Israeli regulator predicts slowing profits
2022.12.07 11:01
Israeli regulator predicts slowing profits
Budrigannews.com – The Israeli banking regulator predicted that, following a robust 2022, profits at Israeli banks would moderate next year.
Some customers are outraged by banks’ large profits because they claim that fees for basic services like deposits and withdrawals are too high and that banks have not raised deposit account rates quickly enough.
Returns on capital ranged from 15% to 18.5% in the third quarter, which was up 30% from the same period in 2021 for the top five Israeli banks’ combined net profit of 6.1 billion shekels ($1.8 billion).
During a recent central bank conference, Israel’s Supervisor of Banks, Yair Avidan, told Reuters, “Profits are quite high, but I believe that these are not sustainable.”
He stated that this year has continued the recovery from the COVID-19 pandemic that began in 2020, when the company “overshot” on credit default provisions and has been unwinding them in 2021 and 2022, padding profits while simultaneously experiencing rapid loan growth.
As a result of branch closures, staff layoffs, and a shift to digital services, banks’ efficiency ratios have fallen to close to 40% from 60%.
Avidan declared, “2023 is going to be the year of moderation.”
The banking index in Tel Aviv has lost 1.2% so far in 2022, compared to losses of up to 10% in blue chip and broader indexes.
According to Avidan, the following year should be a more “challenging year” for banks due to the anticipated peak of interest rates and the need for banks to raise default provisions due to the anticipated slowdown in growth of Israel’s economy to 3% from 6% in 2022.
According to Avidan, this level is unsustainable and historically significantly below more typical levels of 0.75 percent. At this time, such provisions are less than 0.1 percent of outstanding loans.
Similarly, capital returns have not been 15-20% but rather 10-12%. Avidan expressed that in the ongoing climate returns will eventually settle at somewhere in the range of 12% and 15%.
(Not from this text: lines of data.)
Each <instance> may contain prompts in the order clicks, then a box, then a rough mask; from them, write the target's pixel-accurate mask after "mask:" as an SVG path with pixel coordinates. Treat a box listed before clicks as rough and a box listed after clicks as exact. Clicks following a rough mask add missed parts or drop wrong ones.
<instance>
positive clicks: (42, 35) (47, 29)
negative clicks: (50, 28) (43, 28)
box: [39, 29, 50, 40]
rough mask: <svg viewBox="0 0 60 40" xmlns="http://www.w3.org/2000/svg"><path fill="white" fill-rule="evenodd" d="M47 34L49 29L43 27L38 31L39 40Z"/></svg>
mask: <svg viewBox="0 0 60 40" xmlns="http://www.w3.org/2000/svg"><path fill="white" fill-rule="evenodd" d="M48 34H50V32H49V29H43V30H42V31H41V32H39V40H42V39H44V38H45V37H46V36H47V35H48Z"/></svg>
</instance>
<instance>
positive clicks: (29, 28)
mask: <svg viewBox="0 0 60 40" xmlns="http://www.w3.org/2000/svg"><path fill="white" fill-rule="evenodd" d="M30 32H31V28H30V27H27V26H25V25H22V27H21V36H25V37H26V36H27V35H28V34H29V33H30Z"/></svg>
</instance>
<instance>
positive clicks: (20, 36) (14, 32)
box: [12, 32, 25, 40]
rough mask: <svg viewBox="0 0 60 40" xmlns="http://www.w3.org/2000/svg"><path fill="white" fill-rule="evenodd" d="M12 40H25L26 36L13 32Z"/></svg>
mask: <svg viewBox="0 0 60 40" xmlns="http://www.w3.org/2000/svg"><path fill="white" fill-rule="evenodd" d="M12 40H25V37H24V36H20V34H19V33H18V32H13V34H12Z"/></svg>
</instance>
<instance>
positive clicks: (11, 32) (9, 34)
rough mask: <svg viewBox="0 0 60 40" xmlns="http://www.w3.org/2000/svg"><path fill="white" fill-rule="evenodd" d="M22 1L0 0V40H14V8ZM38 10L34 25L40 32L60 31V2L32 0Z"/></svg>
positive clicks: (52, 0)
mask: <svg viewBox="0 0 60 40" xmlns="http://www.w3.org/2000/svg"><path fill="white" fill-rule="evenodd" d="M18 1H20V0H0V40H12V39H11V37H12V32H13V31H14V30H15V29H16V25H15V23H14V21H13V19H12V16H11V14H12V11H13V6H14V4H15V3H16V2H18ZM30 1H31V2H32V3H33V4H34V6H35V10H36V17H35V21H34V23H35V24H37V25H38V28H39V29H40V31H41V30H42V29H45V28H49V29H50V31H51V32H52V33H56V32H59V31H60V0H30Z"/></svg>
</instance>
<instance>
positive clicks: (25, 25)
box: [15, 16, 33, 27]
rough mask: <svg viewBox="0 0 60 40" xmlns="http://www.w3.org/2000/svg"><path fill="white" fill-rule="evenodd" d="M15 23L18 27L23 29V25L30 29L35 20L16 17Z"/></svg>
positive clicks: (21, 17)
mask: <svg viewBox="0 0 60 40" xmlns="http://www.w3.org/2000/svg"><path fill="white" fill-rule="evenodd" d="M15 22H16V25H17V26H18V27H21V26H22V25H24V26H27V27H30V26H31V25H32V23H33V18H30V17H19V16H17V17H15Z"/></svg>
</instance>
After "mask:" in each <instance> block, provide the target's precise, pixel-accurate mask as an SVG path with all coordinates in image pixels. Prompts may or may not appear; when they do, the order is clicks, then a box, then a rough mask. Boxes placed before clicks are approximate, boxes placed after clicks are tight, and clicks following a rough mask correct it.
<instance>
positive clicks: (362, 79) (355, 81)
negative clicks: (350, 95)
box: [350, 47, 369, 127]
PUSHING RATES In the meantime, policymakers at the Bank of Israel have increased the benchmark interest rate from 0.1 percent in April to 3.25 percent. Additionally, banks have sharply increased lending rates, resulting in mortgage costs rising by more than 1,000 shekels per month.
Critics have voiced their disapproval of banks’ quarterly dividend payments of up to 50% of net profit.
According to Avidan, even though Israel’s banks have a lot of capital, they are not exploiting customers, and new data will make banks more transparent.
The regulator stated that as long as banks meet capital requirements, he has no issues with dividend levels.
He continued, “Investors (benefit) from dividends, and Israeli citizens indirectly benefit from (higher) pensions.”
The national bank has begun distributing rates presented by banks so purchasers can think about them all the more without any problem.
According to its data, the five largest banks offer rates of no more than 1.65 percent on deposits for up to three months. The range for accounts with a term of two to five years is 1.76 percent for Israel Discount Bank and 3.57 percent for Bank Leumi.
“We are exerting maximum pressure on the banks. Avidan stated, “We would like the banks to transmit the interest rate increases much faster,” noting that Israeli banks have moved more quickly than those in many other nations.